Landtag

Die Behörden-Digitalisierung stockt, weil IT-Fachkräfte fehlen. (Foto: dpa/Schutt)

24.03.2023

Kommunen warnen vor Dienstleistungskürzungen

Der Landtag befasst sich mit dem Fachkräftemangel im öffentlichen Dienst

Der Fachkräftemangel in Bayern spitzt sich weiter zu: Aktuell fehlen laut Berechnungen der Industrie- und Handelskammer rund 233 000 Arbeitskräfte. Das spüren auch die bayerischen Kommunen. Der Ausschuss für Fragen des öffentlichen Dienstes (ÖD) wollte daher diese Woche in einem Fachgespräch mit dem Personal- und Organisationsausschuss des Bayerischen Städtetags herausfinden, wie dem entgegengewirkt werden kann. Denn die Situation dürfte in Zukunft dramatisch werden.

„Wir werden in Deutschland 2030 über 1 Million unbesetzte Stellen im öffentlichen Dienst haben“, warnte die Personalreferentin des Bayerischen Städtetags, Andrea Gehler. Das seien alarmierende Zahlen. „Wir sehen die Gefahr, dass Kommunen Dienstleistungen einschränken müssen, weil Fachstellen nicht mehr besetzt werden können.“ Besonders besorgniserregend sei die Lage im Bereich Umwelt- und Klimaschutz sowie Bauen und Planen. 

Zusätzlich gibt es laut Gehler vor allem im Bereich der digitalen Verwaltung ständig neue gesetzliche Vorgaben, beispielsweise bei der Digitalisierung der Bauanträge. Dafür brauche es deutlich mehr IT-Fachkräfte in den Kommunen. „Die gibt es aber nicht, und selbst wenn, können wir sie nicht bezahlen.“ Dasselbe gelte für Menschen aus der Ingenieurbranche, obwohl die Stellen mit A16 mit der höchsten Besoldungsgruppe ausgeschrieben werden.
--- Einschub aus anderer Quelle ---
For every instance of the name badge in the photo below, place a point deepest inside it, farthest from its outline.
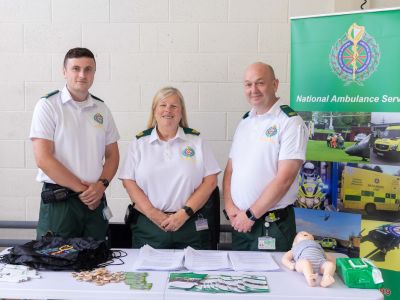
(201, 224)
(266, 243)
(107, 214)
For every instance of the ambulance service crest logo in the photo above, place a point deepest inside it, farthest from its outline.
(98, 118)
(270, 132)
(355, 56)
(188, 152)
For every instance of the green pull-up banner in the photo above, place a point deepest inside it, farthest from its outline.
(348, 62)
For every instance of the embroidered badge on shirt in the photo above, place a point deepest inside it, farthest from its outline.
(98, 118)
(188, 152)
(271, 131)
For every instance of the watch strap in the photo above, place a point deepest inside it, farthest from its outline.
(189, 211)
(105, 182)
(250, 215)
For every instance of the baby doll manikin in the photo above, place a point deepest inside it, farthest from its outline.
(308, 257)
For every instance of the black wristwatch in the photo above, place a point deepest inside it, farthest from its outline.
(250, 215)
(105, 182)
(188, 210)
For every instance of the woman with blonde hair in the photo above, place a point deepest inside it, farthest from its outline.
(169, 173)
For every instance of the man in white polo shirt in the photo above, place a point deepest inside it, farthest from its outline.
(267, 152)
(74, 141)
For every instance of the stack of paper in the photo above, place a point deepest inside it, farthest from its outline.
(152, 259)
(203, 260)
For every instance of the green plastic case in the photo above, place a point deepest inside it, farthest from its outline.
(359, 273)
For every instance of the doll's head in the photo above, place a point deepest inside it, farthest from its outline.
(301, 236)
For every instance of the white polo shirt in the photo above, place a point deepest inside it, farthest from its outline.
(80, 132)
(168, 172)
(260, 141)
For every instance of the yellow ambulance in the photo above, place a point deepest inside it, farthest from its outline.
(369, 190)
(388, 145)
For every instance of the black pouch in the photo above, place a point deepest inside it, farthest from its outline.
(52, 196)
(131, 215)
(57, 253)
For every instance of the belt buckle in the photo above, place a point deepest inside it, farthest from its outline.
(271, 217)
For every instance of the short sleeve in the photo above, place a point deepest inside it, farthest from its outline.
(128, 168)
(294, 140)
(210, 163)
(43, 121)
(112, 134)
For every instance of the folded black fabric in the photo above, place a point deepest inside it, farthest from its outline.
(57, 253)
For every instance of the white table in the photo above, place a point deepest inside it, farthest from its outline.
(284, 284)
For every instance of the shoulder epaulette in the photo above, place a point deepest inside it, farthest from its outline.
(51, 94)
(97, 98)
(144, 133)
(288, 111)
(188, 130)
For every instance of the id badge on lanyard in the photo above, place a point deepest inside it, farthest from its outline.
(266, 242)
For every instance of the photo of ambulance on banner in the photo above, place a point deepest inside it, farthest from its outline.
(345, 84)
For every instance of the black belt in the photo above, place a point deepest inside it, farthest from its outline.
(53, 186)
(277, 214)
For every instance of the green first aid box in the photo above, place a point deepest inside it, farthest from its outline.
(359, 273)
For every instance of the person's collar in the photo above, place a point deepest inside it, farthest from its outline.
(155, 137)
(66, 97)
(274, 110)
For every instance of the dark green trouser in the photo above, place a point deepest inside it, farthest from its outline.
(283, 231)
(146, 232)
(72, 218)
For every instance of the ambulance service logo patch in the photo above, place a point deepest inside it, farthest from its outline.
(355, 56)
(270, 132)
(98, 118)
(188, 152)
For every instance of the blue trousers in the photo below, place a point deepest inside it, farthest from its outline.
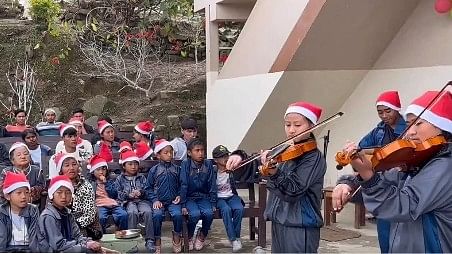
(119, 216)
(159, 215)
(231, 210)
(199, 209)
(136, 209)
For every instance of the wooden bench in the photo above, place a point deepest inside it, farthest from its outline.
(52, 141)
(254, 208)
(329, 216)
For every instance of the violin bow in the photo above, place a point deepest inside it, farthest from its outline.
(324, 122)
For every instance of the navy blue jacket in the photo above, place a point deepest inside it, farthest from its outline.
(163, 183)
(198, 181)
(383, 134)
(110, 187)
(125, 187)
(31, 215)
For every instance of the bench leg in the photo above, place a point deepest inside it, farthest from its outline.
(360, 215)
(262, 223)
(185, 235)
(262, 232)
(252, 223)
(328, 208)
(362, 222)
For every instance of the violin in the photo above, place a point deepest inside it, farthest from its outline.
(283, 146)
(290, 152)
(402, 153)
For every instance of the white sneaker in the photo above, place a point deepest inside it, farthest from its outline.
(236, 245)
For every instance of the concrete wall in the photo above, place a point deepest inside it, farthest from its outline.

Gehler fordert, die Besoldung zu erhöhen, um mit der freien Wirtschaft mithalten zu können. „Auch den Pflegebereich werden wir sonst künftig nicht mehr aufrechterhalten können.“ Sie begrüßte zwar die neue Imagekampagne der Staatsregierung. Ähnliche Werbung brauche es aber auch für andere Sozialberufe wie für Fachkräfte in Kitas, Schulen oder der Flüchtlingsbetreuung. „Das große Plus im öffentlichen Dienst ist die gute Work-Life-Balance – das müssen wir besser herausstellen.“

Freie Wähler: "Wer aus finanziellen Gründen zum Staat geht, ist dämlich"
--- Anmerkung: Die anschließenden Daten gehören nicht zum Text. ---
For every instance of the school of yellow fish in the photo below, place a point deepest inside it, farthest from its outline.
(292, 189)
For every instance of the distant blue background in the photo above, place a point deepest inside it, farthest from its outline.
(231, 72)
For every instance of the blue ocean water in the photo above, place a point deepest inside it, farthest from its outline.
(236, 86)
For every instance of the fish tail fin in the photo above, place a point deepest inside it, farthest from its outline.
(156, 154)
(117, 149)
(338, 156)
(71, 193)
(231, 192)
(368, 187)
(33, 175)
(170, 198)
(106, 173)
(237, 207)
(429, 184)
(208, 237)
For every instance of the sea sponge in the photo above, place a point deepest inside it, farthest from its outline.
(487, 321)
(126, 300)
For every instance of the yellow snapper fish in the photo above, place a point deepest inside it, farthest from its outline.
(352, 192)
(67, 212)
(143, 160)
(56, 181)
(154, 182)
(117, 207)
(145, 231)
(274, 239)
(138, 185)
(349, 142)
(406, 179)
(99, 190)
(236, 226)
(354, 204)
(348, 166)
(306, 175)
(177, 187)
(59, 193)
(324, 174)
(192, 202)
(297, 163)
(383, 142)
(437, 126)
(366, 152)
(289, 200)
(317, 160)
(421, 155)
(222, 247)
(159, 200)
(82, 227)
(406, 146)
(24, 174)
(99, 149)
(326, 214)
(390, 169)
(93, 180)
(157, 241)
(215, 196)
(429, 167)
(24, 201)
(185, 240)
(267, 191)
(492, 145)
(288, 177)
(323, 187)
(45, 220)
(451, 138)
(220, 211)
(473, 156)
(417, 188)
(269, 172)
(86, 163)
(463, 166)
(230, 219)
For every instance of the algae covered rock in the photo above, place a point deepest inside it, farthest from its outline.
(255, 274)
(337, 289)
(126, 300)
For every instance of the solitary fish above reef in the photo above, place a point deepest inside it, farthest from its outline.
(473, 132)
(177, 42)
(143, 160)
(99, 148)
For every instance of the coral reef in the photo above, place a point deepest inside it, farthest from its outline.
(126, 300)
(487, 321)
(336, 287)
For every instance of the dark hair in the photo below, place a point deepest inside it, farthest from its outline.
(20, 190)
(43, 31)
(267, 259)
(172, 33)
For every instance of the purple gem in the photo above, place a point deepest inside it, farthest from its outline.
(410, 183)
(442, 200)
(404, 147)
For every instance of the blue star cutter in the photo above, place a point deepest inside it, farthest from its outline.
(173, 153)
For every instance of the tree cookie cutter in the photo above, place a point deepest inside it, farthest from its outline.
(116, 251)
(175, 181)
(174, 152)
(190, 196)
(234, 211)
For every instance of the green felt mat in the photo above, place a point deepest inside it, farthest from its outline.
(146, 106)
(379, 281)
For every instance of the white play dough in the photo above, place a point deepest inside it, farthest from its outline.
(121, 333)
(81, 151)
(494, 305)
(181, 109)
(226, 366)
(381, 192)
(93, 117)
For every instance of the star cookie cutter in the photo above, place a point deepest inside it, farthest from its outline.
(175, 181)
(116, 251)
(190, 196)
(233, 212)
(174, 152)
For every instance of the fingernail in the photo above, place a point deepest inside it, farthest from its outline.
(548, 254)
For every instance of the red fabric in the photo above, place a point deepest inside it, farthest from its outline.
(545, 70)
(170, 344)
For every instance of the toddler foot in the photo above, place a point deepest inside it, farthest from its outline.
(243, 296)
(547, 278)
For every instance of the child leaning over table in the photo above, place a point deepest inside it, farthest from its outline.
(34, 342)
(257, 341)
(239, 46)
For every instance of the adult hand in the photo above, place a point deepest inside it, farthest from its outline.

Der Personal- und Organisationsreferent der Stadt München, Andreas Mickisch, forderte von der Staatsregierung eine freiwillige Erhöhung des Leistungsbudgets für Beamtinnen und Beamte. Momentan könne dieses für sie nur um 1 Prozent, für Tarifbeschäftigte aber um bis zu 4 Prozent erhöht werden. „Das führt zu Verwerfungen bei der Wertschätzungswahrnehmung“, kritisierte er. Zur Sicherung des Betriebsfriedens brauche es daher eine kommunale Öffnungsklausel.

Ähnlich ist es laut Mickisch bei den vermögenswirksamen Leistungen. Diese seien zwar grundsätzlich eine tolle Sache – wenn sie für Beamt*innen nicht nur 6,65 im Monat betrügen. „Da ist der Mindestbetrag für Tarifbeschäftigte deutlich fortschrittlicher.“ Auch kritisierte er die sogenannte Schriftformerfordernis bei einer Prämiengewährung. Wenn diese elektronisch übermittelt werden könnte, könnte viel Arbeitszeit eingespart werden. 
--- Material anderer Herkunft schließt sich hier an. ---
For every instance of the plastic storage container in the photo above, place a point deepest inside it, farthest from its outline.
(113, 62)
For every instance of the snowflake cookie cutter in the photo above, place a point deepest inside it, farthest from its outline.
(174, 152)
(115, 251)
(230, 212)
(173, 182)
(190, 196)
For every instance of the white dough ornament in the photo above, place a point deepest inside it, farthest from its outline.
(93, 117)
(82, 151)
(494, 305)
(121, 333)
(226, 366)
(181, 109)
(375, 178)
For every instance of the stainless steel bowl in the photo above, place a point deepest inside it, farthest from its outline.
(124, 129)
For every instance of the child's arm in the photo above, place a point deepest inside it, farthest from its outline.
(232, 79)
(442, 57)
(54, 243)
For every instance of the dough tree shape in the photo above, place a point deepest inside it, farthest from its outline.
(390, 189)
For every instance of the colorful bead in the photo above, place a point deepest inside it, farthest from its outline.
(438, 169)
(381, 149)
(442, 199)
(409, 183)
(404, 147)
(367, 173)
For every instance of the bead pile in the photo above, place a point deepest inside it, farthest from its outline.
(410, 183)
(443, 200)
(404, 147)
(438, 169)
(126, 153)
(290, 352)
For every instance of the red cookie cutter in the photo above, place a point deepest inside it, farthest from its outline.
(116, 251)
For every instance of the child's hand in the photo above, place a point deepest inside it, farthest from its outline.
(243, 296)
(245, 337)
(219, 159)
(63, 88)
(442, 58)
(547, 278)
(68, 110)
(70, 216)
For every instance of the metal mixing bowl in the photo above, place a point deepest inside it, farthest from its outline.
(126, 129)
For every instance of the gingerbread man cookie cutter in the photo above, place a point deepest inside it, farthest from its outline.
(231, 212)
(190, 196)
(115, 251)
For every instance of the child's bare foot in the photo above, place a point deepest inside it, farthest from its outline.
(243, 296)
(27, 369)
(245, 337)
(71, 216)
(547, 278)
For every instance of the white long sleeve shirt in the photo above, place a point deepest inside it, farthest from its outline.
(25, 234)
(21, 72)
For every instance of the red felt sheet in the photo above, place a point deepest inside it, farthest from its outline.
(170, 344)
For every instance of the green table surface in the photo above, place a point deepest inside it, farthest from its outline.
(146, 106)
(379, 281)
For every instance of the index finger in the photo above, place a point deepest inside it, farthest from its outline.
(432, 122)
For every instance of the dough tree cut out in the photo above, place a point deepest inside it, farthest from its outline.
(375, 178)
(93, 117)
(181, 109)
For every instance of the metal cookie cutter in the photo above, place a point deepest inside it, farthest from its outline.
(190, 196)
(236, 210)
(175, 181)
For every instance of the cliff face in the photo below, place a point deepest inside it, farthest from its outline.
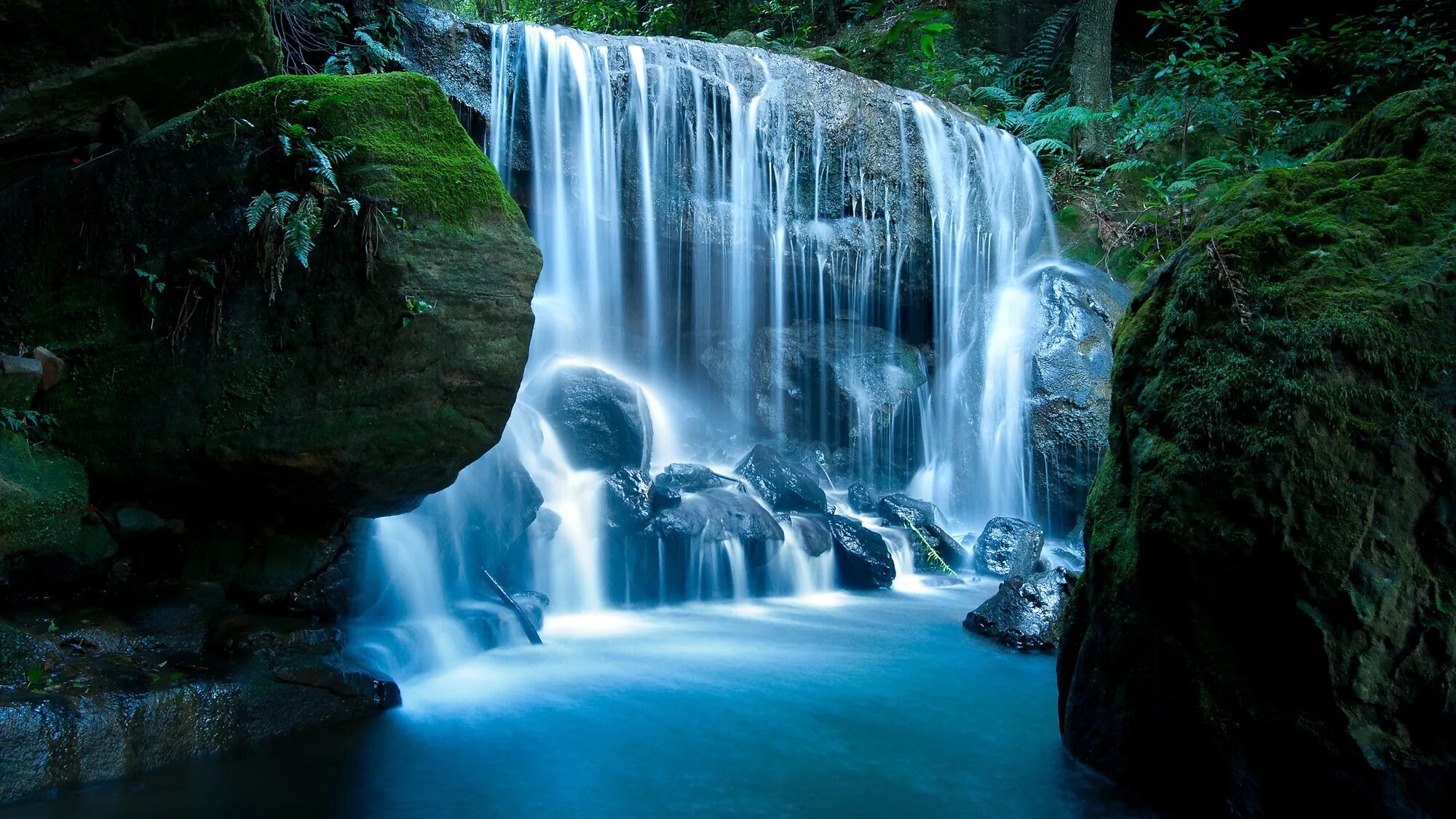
(1267, 622)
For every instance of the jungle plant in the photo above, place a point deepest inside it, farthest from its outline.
(295, 216)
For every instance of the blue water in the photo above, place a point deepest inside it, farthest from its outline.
(834, 705)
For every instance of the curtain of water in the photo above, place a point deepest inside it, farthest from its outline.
(771, 251)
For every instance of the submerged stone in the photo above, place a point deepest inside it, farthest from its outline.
(783, 484)
(1008, 547)
(861, 555)
(1024, 611)
(602, 420)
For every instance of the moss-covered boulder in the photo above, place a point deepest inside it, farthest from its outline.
(212, 376)
(1267, 624)
(79, 78)
(46, 532)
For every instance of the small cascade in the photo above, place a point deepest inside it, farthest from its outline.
(761, 250)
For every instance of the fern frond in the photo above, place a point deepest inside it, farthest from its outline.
(302, 228)
(258, 209)
(1049, 146)
(283, 205)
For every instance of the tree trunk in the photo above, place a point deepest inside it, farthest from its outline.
(1093, 76)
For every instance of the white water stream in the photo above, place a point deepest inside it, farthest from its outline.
(769, 251)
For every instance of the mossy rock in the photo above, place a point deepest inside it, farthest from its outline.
(1267, 624)
(44, 534)
(277, 397)
(79, 78)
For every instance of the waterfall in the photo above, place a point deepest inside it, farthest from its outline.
(771, 251)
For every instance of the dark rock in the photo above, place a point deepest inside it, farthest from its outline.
(314, 403)
(52, 368)
(867, 376)
(689, 478)
(783, 484)
(46, 534)
(905, 510)
(861, 555)
(113, 700)
(813, 534)
(1008, 547)
(20, 381)
(69, 90)
(136, 522)
(602, 420)
(864, 499)
(628, 500)
(535, 605)
(1071, 392)
(1024, 612)
(716, 515)
(1266, 625)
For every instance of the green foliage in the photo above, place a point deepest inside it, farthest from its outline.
(414, 308)
(25, 422)
(299, 215)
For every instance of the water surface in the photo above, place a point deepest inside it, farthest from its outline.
(829, 705)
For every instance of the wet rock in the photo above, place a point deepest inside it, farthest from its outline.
(813, 534)
(1024, 611)
(921, 518)
(602, 420)
(861, 555)
(108, 698)
(628, 500)
(905, 510)
(839, 384)
(689, 478)
(716, 515)
(535, 605)
(66, 82)
(1071, 388)
(20, 382)
(47, 538)
(1008, 547)
(317, 403)
(783, 484)
(863, 499)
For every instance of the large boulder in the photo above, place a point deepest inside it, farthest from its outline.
(783, 484)
(927, 535)
(88, 695)
(839, 384)
(46, 532)
(1026, 611)
(1008, 547)
(79, 79)
(1071, 395)
(1267, 621)
(628, 497)
(861, 555)
(210, 375)
(601, 420)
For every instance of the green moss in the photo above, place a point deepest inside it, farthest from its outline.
(411, 151)
(43, 496)
(1272, 534)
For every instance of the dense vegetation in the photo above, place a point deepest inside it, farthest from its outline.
(1196, 108)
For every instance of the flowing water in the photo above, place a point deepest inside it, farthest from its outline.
(825, 705)
(768, 251)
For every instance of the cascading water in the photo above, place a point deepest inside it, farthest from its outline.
(768, 250)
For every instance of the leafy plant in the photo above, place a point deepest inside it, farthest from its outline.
(416, 308)
(25, 422)
(299, 215)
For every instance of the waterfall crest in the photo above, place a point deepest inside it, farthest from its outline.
(767, 250)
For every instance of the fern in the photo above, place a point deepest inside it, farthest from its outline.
(302, 228)
(258, 209)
ÖD-Ausschusschef Wolfgang Fackler (CSU) konnte nicht versprechen, das Problem schnell zu lösen. Er sicherte aber zu, die rechtlichen Möglichkeiten dafür zu überprüfen. Sein CSU-Kollege Max Gibis wies darauf hin, dass Beamt*innen im Gegensatz zu Tarifbeschäftigten andere Vorteile genössen.

Gerald Pittner vom CSU-Koalitionspartner Freie Wähler mahnte, für den Bürokratieabbau endlich die elektronische Personalakte einzuführen und vor allem die Bezahlung für die Beschäftigten im ÖD zu erhöhen. Es gebe zwar gute Gründe, für den Freistaat zu arbeiten. „Wer das aus finanziellen Gründen tut, ist aber dämlich.“ 

Elmar Hayn (Grüne) argumentierte ähnlich. Er forderte, die Arbeitsbedingungen beim ÖD zu verbessern und unnötige Arbeit zu vermeiden. Es gebe 700 000 Mitarbeitende im ÖD und ein Arbeitsjahr habe 100 000 Minuten. „Das heißt, jede Minute, die eingespart wird, ersetzt mehr als sieben Mitarbeiterkapazitäten.“ (David Lohmann)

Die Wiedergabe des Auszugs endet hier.